Fig. 1 also shows that (IV) has the chair conformation, in which the C1 carboxyl group is axial and the C2 methyl group equatorial, providing the cis configurations of these groups, while the C3 ethyl group is also equatorial, making it trans to both of these groups. Thus, the C6—C1—C2—C8 torsion angle subtended by the C2 methyl group with the ring is essentially linear [-179.0 (2)°], while the C1—C2—C3—C9 torsion angle subtended by the C3 ethyl group with the ring is somewhat less than linear [171.5 (2)°].

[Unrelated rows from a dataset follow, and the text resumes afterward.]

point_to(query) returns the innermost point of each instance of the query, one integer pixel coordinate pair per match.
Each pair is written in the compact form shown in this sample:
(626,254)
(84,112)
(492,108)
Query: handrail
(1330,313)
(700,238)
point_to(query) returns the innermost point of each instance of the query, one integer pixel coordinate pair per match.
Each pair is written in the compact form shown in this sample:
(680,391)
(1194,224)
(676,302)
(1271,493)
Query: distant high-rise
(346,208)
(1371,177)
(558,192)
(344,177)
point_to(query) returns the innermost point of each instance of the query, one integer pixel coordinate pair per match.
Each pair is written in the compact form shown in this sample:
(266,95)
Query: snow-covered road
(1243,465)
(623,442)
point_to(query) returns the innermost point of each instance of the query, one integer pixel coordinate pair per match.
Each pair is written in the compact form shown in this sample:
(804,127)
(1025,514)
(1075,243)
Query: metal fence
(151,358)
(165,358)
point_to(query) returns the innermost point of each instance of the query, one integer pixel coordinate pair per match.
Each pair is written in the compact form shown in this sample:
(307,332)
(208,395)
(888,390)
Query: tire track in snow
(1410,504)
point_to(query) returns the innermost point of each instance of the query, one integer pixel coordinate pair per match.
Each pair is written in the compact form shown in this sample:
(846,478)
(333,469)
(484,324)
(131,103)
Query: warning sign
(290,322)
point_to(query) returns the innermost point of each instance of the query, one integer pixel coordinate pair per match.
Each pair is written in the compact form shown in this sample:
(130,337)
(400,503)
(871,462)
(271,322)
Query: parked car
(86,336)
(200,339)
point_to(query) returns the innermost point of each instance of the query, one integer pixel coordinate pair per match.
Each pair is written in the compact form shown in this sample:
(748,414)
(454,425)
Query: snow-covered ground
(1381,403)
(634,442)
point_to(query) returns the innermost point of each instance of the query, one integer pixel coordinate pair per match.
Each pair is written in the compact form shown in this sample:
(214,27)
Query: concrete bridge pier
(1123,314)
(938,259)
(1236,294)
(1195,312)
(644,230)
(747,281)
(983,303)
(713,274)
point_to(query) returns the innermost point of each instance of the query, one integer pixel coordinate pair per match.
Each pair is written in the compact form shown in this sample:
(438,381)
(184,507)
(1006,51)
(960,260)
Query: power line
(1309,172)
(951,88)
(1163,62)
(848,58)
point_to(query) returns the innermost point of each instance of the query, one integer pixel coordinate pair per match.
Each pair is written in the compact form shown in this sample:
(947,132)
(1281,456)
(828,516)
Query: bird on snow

Bond distances and angles of interest are given in Table 1. It is noted that, while the angle subtended by the ring with all but one of the substituents is between 109.6 (2) and 111.8 (2)°, that involving the C3 ethyl group, C2—C3—C9, is 114.0 (2)°, suggesting a steric repulsion between this equatorial group and the vicinal equatorial C2 methyl group.
The molecular packing (Fig. 2) shows that the molecules of (IV) form infinite one-dimensional chains parallel to the b axis via intermolecular hydrogen bonding between the carbonyl O atom and the carboxyl H atom. Table 2 lists the hydrogen-bond geometry.